Mi pasión por la tecnología y el hecho de ir creando
contenidos conforme avanzábamos puso a nuestro alcance
algunas oportunidades para poner en marcha proyectos
con cierto contenido tecnológicos forzando, quizá más
de lo que les hubiera gustado hacer, los planes del
área de sistemas de la empresa.

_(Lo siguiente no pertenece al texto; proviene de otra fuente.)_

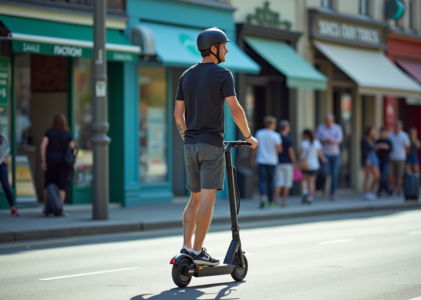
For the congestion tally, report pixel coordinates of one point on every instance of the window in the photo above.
(412, 15)
(328, 4)
(365, 8)
(82, 119)
(152, 124)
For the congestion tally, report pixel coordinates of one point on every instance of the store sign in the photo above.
(4, 80)
(265, 16)
(70, 51)
(51, 49)
(345, 29)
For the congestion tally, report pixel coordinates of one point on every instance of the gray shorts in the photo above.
(205, 167)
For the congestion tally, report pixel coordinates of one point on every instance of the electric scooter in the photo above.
(235, 262)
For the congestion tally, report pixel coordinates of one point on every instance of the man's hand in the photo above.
(252, 140)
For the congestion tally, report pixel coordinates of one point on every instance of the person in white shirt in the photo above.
(265, 157)
(311, 150)
(400, 147)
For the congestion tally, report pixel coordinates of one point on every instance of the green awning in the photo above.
(299, 73)
(63, 39)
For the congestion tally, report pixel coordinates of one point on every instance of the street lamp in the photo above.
(100, 140)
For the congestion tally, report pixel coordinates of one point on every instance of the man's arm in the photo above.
(340, 137)
(239, 117)
(179, 117)
(291, 153)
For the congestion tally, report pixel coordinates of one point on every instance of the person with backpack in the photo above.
(4, 172)
(287, 162)
(54, 146)
(310, 152)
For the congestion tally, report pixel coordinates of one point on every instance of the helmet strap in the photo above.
(217, 53)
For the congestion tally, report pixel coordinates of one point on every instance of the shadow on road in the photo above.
(191, 293)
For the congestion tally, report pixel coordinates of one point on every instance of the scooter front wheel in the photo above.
(179, 274)
(239, 273)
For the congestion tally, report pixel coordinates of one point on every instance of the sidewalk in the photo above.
(32, 224)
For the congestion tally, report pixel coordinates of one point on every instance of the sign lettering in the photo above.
(67, 51)
(31, 47)
(265, 16)
(4, 81)
(349, 32)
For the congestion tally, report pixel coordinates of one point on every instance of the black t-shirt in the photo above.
(382, 153)
(203, 88)
(283, 157)
(58, 141)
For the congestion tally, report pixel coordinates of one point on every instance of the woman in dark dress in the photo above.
(4, 173)
(53, 148)
(369, 162)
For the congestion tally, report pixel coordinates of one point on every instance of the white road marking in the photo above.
(336, 241)
(414, 233)
(87, 274)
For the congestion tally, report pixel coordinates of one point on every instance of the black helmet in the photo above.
(207, 37)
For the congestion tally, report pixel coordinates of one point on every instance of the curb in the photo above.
(8, 236)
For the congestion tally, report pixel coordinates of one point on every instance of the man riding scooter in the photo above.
(199, 115)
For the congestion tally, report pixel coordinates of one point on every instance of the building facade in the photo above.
(167, 31)
(46, 68)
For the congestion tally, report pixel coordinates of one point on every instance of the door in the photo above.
(342, 107)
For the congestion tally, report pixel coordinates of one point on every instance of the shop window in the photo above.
(26, 153)
(152, 124)
(328, 4)
(82, 110)
(365, 8)
(412, 15)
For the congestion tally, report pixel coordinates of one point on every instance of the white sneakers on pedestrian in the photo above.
(369, 197)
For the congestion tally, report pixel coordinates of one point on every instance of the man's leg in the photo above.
(189, 218)
(262, 180)
(270, 174)
(334, 164)
(204, 217)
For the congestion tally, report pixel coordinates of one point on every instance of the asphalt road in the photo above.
(355, 256)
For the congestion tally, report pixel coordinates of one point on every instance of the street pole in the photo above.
(100, 140)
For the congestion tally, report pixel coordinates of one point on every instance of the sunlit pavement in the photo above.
(347, 256)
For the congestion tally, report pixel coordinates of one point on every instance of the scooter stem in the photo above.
(235, 246)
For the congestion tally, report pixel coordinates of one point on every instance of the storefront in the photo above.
(350, 52)
(48, 68)
(270, 42)
(167, 31)
(404, 49)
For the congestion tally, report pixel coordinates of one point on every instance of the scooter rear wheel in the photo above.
(239, 273)
(179, 275)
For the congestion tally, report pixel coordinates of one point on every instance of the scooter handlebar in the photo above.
(235, 144)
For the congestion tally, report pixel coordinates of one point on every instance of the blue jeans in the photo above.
(332, 169)
(384, 169)
(266, 180)
(4, 179)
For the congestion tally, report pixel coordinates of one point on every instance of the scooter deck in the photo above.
(202, 271)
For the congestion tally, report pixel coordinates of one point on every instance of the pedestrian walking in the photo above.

Desde aquí les pido
disculpas si mis formas no siempre fueron las
adecuadas y si, en ocasiones, me pudieron más las
ganas y el entusiasmo que mis conocimientos y
experiencia.
En todo caso, con la perspectiva de los años, estoy
seguro que cualquier avance conseguido en el
desarrollo tecnológico de la empresa y, lo que es más
importante, en la extensión del conocimiento y la
inquietud por la tecnología a las capas directivas
debe considerarse, hoy en día, un activo, una
auténtica ventaja competitiva.
Entonces conseguimos colocar un PC a cada comercial de
Euromutua, portátiles muchos de ellos, correo
electrónico para todos, pusimos en marcha un sistema
de foros en los que intercambiábamos experiencias
comerciales, fuimos pioneros en la inter-conexión de
las delegaciones a través de tecnología Internet,
pasamos de tarifica-dores textuales para la red
comercial a que fueran programados en entornos
gráficos, extendimos el uso de la informática a los
agentes mediante programas de subvención de la
adquisición de ordenadores y conexiones a Internet,
diseñábamos acciones comerciales basándonos en la
explotación de la base de datos de clientes, en un
antecedente de los que actualmente es un aspecto del
CRM y que entonces aún no tenía nombre, enseñamos a la
red comercial a hacer “querys” contra la base de datos
de ordenador central y trabajarlos desde Excel,
hicimos la primera página web de la empresa cuando
apenas 15 o 20 compañías de seguros en España tenían
presencia en Internet...
Todo cosas que hoy parecen habituales, pero hace 10, 9
y 8 años no lo eran tanto, o lo eran sólo para las
compañías pioneras. Sin estos impulsos, estas
tecnologías hubieran tardado entre 2 y 4 años más en
implantarse, como era lo común en el sector.